Apropos of Dr. Cumming, I made a quip at Butterflies and Wheels about my "irrational" interest in Victorian anti-Catholicism.  Well, irrational in the sense that any prolonged immersion in nineteenth-century anti-Catholic rhetoric is liable to leave one feeling as though one has spent several hours being hit over the head with a remarkably heavy Victorian family Bible.  It's not as though either Cumming or R. P. Blakeney (who, thank goodness, tends toward the concise) have much to recommend them in terms of aesthetic achievement.  Nor, for that matter, do their counterparts on the fictional side, with the occasional exceptions--Charlotte Bronte and Charles Dickens, for example.  This is not the sort of material you study if you're trying to maximize the pleasure principle.

Why study it, then? I first got interested in the subject as I was finishing up my dissertation, when I realized that the Victorians spent an awful lot of time accusing Roman Catholicism of being anti-marriage and anti-family.  Given what I was writing about (narratives of women's history), this seemed like something I'd have to address further down the road.  Once I started doing serious research in nineteenth-century religious writing, both fictional and non- , I became further intrigued by the historical battlefields on which writers tended to conduct their religious warfare--and, thus, my interest in religion promptly dovetailed with my interest in the historical novel.   Catholics are everywhere in Victorian religious fiction, even when they aren't actually "there" as characters; while we're now mostly sensitive to representations of Jewish otherness, Catholic otherness was considerably more threatening.  While Protestants often argued that Judaism and Catholicism were, to all intents and purposes, the "same" religion, with sometimes comical results, at least Jews weren't out to convert anyone--and, of course, there was no handy Jewish equivalent to Queen Mary I.  Some Jews, like Grace Aguilar, sought to distance themselves from Roman Catholicism by rhetorically affiliating themselves with evangelical Protestantism; some Roman Catholics, as Andrea Ebel Brozyna has shown, promptly turned anti-Catholic rhetoric back against the Protestants.    But all of them interpreted their ongoing battles in terms of ecclesiastical, political, cultural, and (of course) providential history.

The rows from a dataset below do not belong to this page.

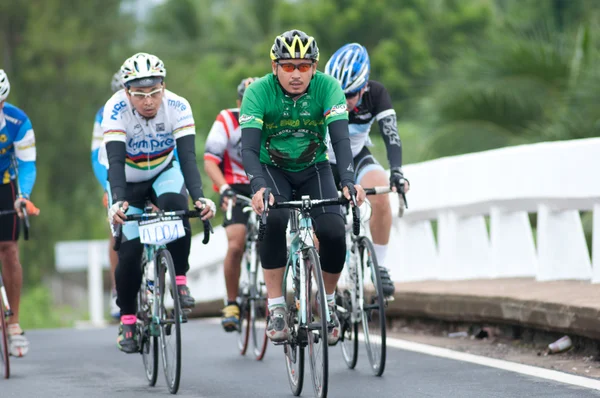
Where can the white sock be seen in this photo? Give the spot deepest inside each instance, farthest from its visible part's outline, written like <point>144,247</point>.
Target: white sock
<point>380,253</point>
<point>330,298</point>
<point>276,302</point>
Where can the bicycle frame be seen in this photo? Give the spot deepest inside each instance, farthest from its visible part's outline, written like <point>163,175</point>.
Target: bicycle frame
<point>301,239</point>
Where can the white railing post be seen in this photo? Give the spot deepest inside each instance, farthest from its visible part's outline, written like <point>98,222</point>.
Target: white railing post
<point>95,285</point>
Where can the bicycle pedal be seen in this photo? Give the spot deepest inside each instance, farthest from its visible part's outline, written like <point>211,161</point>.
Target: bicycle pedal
<point>341,309</point>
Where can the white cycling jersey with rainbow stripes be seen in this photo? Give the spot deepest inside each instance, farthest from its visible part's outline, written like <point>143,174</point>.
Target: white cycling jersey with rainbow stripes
<point>150,143</point>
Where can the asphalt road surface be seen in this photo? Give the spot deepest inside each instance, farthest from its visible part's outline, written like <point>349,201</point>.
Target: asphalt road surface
<point>86,363</point>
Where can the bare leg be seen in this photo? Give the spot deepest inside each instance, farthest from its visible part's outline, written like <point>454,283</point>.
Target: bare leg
<point>12,274</point>
<point>113,258</point>
<point>381,218</point>
<point>236,235</point>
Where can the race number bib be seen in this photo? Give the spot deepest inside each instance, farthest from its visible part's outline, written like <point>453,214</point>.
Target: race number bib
<point>161,231</point>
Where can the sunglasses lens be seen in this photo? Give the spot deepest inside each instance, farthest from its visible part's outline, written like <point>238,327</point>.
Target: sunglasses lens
<point>287,67</point>
<point>304,67</point>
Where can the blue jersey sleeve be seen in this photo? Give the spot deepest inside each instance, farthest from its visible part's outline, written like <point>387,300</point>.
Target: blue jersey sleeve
<point>25,153</point>
<point>99,169</point>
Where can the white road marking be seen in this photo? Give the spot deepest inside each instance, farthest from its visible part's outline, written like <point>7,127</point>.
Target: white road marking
<point>494,363</point>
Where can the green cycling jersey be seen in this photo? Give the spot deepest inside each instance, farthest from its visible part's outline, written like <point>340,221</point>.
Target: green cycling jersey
<point>294,130</point>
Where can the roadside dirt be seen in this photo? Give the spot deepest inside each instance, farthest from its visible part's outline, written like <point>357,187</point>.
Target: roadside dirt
<point>513,344</point>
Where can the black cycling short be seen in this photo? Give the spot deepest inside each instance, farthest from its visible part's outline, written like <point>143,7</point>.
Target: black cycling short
<point>237,214</point>
<point>9,225</point>
<point>364,162</point>
<point>328,222</point>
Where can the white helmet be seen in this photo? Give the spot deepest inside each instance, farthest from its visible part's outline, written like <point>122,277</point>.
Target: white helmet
<point>145,69</point>
<point>116,83</point>
<point>4,85</point>
<point>350,65</point>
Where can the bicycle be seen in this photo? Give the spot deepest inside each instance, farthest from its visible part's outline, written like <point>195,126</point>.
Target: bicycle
<point>308,294</point>
<point>358,303</point>
<point>5,311</point>
<point>252,297</point>
<point>156,323</point>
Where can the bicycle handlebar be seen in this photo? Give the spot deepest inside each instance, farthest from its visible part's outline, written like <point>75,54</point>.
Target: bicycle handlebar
<point>149,216</point>
<point>25,219</point>
<point>228,213</point>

One of the great difficulties in working with controversial rhetoric is that it's so difficult to localize it.  While the Victorians certainly produced boatloads of their own propaganda materials, they also borrowed much of their anti-Catholicism from sixteenth- and seventeenth-century sources (something I call "vulgar Foxeism" in a forthcoming article...).  Twentieth- and twenty-first century anti-Catholicism, meanwhile, cheerfully recycles many of the Victorian texts, including the escaped nun narratives and a number of the significant polemicists (e.g., Charles Chiniquy).  Try googling around for Edith O'Gorman, Rebecca Reed, Maria Monk, Barbara Ubryk, or Josephine Bunkley, and see where you wind up.  In many instances, the rhetoric doesn't change, but the circumstances that elicit it do.  For example, I've jokingly subdivided the trials and travails of Victorian anti-Catholic campaigning like this:

1) The Catholics are coming! (late 1820s to 1829)

2) The Catholics have arrived! (post-1829 to the 1840s)

3) The Catholics are trying to take over! (1850s to mid-1870s or so)

4) Why am I the only person worrying about the Catholics? (1870s to the end of the century)

My increasingly old friend, Emily Sarah Holt, falls into category four; writing in the wake of Catholic legislative advances and growing evangelical weariness, she represents herself as the staunch representative of a persecuted Protestant orthodoxy.  She's a reactionary, in other words, but she also sees herself giving voice to what could be called "cultural" anti-Catholicism, which persisted long after political anti-Catholicism had turned out to be a dud.  And, significantly, the venue for her anti-Catholicism is her history of Great Britain, which extends over about forty novels--her point being that Britain had never been "Catholic," even when it was Catholic.